SYMPTOMS OF CREPITUS
The joint sounds or crepitus can be a normal part of the movement. You may experience popping joints, especially as they get older. You may also experience:
- Popping or cracking while bending your knee.
- Crunching sounds in your knee when you climb stairs or kneel.
- Crackling or grinding sounds when you move the knee.
- Crunching sensation when you move you’re leg.
- Random or continual swelling around the joint.
- Applying heat and ice packs for crepitus
Usually, crepitus is harmless and needs no treatment. You should see a doctor if you have pain or other symptoms with a crunchy knee. The treatment will depend on the underlying cause.
The healthcare provider will recommend:
- Weight management
- Exercise and physical therapy
- Nonsteroidal anti-inflammatory drugs (NSAIDs)
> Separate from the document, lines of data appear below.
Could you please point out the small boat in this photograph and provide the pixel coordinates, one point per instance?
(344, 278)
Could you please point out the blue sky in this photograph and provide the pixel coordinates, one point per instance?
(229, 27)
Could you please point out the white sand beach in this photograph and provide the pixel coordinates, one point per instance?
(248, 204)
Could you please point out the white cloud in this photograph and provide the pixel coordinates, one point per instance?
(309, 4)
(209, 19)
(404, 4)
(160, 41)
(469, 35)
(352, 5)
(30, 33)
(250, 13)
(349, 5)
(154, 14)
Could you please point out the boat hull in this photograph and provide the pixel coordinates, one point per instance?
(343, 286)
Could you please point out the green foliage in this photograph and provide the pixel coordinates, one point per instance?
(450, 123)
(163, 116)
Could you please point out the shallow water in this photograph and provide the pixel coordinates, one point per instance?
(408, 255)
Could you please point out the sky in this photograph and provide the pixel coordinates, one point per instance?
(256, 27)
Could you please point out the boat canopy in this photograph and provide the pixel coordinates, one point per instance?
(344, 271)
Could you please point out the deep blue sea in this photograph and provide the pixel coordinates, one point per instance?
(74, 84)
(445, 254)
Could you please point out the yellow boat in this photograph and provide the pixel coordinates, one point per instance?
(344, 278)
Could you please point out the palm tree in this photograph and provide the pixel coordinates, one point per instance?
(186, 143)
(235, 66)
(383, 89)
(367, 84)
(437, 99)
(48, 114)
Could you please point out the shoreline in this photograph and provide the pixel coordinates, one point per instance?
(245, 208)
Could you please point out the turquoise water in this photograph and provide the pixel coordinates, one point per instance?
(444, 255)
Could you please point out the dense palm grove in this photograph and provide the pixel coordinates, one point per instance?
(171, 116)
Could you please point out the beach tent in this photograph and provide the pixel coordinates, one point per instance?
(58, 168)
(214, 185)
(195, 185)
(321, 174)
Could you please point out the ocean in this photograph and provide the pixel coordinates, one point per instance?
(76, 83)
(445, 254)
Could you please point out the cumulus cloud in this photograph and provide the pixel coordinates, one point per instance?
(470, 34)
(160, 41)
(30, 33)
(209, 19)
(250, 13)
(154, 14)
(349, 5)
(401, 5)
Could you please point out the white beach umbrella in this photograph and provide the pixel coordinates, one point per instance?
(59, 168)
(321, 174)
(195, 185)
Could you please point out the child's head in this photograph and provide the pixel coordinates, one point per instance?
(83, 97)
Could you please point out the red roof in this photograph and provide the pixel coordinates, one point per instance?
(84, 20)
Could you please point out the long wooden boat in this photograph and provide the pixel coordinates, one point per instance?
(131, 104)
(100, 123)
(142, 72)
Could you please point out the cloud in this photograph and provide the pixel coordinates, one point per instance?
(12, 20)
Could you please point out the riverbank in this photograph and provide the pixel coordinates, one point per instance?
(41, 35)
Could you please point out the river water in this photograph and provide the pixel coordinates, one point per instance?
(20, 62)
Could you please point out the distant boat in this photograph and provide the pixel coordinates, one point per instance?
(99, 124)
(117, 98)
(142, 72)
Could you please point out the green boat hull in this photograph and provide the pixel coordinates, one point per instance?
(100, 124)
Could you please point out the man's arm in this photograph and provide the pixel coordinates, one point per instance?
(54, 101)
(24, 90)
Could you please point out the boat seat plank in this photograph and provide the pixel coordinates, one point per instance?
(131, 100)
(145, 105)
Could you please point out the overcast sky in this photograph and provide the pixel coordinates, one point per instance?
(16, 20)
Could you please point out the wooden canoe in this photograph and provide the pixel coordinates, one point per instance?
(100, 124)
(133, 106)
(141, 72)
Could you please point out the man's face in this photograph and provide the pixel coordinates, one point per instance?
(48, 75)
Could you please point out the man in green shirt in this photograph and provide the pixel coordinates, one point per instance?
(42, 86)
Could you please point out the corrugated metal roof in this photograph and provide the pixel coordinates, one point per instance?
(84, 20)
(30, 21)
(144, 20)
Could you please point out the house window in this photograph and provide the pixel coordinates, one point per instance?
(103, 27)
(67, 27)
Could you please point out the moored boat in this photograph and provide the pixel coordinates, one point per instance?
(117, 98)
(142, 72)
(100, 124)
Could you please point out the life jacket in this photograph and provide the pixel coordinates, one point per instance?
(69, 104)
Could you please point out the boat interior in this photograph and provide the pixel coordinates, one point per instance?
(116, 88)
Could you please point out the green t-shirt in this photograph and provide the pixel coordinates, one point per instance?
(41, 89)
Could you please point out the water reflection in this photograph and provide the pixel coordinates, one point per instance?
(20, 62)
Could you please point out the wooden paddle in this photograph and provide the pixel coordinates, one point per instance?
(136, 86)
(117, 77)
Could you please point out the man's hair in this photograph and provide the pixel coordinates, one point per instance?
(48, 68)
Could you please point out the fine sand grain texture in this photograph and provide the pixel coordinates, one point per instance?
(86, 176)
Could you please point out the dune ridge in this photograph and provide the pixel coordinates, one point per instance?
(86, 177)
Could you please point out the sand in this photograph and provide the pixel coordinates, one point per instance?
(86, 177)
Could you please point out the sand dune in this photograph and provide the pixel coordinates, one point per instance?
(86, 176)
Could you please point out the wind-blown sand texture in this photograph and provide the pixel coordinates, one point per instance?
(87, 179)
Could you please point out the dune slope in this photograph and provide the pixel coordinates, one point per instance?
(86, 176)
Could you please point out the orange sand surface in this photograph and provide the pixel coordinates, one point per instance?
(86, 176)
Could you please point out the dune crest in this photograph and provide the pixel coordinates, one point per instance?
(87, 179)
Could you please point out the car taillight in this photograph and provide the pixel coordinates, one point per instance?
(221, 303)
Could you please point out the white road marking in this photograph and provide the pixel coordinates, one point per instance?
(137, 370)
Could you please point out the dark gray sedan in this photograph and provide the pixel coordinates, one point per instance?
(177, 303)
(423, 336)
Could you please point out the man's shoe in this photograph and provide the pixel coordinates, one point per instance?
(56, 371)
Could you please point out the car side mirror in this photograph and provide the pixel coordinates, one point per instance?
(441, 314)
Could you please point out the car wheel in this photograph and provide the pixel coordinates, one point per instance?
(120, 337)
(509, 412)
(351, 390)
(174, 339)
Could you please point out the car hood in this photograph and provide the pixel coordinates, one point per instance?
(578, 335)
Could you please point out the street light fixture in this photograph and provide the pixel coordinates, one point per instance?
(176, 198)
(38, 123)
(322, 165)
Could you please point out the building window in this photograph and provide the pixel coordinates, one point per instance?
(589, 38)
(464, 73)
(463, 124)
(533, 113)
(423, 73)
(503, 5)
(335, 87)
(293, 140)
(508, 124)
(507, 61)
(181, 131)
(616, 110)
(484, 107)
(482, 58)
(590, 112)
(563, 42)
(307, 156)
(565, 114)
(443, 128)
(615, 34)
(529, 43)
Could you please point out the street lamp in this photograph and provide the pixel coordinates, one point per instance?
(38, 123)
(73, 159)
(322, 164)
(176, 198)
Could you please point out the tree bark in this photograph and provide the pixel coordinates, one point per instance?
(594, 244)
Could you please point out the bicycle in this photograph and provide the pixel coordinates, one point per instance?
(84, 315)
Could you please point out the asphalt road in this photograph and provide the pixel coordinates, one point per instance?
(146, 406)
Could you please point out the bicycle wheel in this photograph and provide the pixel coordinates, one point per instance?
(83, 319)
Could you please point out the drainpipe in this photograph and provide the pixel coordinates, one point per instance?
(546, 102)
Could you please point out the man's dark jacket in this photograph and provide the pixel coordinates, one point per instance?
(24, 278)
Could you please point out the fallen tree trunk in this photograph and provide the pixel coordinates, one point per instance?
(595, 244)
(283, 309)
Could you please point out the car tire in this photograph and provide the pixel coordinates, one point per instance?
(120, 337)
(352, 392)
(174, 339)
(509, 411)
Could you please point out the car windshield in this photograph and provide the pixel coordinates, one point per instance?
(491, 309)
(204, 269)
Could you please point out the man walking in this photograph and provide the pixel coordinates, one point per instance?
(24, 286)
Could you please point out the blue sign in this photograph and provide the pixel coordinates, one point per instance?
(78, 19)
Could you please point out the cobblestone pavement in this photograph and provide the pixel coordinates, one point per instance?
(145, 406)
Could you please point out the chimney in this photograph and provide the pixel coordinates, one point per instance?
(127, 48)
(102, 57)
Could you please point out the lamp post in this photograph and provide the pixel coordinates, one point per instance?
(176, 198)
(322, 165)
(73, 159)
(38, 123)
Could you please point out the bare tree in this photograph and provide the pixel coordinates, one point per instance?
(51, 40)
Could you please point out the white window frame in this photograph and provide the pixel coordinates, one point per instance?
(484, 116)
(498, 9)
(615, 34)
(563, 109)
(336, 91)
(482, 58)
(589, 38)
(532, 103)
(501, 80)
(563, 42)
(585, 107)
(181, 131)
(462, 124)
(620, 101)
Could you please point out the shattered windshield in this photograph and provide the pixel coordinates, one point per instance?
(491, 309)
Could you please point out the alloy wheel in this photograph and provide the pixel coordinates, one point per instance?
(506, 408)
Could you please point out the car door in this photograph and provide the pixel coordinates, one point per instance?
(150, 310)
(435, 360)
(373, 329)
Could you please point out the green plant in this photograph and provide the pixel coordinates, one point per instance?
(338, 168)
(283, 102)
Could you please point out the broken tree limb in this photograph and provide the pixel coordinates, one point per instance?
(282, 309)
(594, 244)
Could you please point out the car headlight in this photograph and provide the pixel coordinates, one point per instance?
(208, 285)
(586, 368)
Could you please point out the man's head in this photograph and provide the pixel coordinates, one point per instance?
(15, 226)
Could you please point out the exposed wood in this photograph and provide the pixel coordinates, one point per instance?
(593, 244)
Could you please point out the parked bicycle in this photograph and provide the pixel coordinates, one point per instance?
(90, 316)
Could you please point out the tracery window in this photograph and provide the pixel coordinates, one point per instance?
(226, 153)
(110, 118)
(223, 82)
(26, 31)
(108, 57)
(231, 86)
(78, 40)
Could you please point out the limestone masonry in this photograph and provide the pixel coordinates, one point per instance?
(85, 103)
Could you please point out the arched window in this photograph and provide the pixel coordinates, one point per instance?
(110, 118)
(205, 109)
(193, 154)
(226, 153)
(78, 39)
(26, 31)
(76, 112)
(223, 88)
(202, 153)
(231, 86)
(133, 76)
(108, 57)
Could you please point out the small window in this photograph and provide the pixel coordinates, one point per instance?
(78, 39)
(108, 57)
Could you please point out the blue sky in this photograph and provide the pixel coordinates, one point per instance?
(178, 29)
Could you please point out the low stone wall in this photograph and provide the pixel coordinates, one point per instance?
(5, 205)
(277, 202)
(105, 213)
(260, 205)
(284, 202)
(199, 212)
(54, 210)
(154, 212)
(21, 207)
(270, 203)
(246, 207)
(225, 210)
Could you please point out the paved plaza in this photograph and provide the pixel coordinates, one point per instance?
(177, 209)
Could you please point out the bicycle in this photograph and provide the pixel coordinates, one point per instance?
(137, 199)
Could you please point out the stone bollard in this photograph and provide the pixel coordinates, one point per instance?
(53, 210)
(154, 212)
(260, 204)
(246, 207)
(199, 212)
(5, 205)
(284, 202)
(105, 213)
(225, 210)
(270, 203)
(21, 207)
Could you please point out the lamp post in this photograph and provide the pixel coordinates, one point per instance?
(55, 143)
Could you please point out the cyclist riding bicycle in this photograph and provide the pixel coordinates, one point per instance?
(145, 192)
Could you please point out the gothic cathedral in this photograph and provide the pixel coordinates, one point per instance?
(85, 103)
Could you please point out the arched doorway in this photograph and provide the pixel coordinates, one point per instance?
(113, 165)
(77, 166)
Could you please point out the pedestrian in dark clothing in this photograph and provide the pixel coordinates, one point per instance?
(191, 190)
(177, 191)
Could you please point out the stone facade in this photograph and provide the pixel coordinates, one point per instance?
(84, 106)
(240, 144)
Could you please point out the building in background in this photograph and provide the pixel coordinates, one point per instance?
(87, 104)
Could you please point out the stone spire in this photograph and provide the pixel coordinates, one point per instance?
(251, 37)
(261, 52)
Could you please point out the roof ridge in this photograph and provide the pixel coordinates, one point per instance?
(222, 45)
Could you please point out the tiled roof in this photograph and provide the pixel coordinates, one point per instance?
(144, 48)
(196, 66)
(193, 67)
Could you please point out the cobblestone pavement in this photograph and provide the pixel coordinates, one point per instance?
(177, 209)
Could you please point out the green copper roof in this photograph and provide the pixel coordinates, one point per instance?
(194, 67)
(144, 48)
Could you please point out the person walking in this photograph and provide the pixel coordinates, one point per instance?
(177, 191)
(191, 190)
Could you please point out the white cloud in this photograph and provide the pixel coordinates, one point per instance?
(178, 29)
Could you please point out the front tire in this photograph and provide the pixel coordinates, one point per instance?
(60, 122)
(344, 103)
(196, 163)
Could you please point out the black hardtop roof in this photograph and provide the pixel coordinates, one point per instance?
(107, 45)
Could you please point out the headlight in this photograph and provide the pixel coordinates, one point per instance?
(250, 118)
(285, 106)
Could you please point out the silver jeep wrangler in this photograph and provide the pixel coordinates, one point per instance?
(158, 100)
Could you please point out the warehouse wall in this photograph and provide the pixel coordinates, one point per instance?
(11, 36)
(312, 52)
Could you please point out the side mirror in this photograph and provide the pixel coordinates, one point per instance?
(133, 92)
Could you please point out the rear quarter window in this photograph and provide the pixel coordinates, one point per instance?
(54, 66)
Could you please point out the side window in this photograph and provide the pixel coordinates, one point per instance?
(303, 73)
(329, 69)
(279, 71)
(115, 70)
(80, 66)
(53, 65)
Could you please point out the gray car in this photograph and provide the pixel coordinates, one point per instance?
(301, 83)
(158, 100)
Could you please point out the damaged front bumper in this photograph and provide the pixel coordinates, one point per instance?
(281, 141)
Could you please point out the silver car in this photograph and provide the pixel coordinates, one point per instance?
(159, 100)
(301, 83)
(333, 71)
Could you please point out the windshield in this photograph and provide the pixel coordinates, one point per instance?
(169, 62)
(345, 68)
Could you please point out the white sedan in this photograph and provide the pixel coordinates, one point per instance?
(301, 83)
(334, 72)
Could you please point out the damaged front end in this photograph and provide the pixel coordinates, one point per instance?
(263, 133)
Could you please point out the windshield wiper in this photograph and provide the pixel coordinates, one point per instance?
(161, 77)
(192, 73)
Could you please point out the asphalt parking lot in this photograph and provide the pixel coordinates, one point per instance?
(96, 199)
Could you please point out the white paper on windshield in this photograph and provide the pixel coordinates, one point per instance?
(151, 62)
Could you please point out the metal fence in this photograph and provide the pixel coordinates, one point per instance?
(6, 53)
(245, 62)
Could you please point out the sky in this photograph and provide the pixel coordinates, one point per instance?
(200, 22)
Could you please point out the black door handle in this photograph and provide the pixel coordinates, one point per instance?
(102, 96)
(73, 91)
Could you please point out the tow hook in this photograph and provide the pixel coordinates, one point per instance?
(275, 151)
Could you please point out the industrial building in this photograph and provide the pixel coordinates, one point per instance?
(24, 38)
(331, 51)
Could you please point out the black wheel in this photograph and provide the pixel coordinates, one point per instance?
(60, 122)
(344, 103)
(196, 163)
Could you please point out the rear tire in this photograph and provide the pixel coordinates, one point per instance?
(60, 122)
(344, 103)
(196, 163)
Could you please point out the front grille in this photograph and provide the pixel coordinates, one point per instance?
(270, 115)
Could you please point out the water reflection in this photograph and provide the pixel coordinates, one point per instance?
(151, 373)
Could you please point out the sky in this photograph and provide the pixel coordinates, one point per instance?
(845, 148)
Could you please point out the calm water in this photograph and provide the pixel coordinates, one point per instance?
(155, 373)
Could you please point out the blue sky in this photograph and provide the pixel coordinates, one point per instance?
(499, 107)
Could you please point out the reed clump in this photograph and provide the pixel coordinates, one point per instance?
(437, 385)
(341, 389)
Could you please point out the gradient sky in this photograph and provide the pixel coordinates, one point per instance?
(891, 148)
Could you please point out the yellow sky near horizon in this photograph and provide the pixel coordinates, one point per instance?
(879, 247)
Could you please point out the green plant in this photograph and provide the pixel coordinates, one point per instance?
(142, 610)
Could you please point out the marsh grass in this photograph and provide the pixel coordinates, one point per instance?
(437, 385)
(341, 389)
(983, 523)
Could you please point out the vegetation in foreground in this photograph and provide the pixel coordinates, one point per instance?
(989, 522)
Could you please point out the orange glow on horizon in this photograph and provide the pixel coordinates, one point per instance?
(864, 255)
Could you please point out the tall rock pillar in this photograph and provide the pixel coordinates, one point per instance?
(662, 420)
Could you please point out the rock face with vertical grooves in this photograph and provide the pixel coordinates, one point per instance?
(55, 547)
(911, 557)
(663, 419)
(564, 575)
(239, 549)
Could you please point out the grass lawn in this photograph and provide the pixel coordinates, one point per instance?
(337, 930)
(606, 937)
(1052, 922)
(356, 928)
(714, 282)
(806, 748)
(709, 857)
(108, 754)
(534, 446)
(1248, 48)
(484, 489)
- Prescription medicines, including steroid injections
- Applying heat and ice packs
- Cognitive-behavioral therapy
In severe cases, surgery or joint replacement may be required. Prescription medication can ease pain and may promote overall well-being.
Natural medicines also have a positive effect to treat joint pain caused by crepitus. These would include:
- Boswellia (frankincense)
- Certain herbal tinctures and teas
The cracking, snapping, and popping sounds and sensations in your knees aren’t usually a cause for concern, and most people don’t need treatment. But, if you have pain, inflammation, or other symptoms with noisy knees, you should see a doctor.
Prevention is best to avoid future knee problems with exercise, diet, and weight management. These are also beneficial in managing symptoms and slowing the damage to your knees if you have any medical condition like osteoarthritis.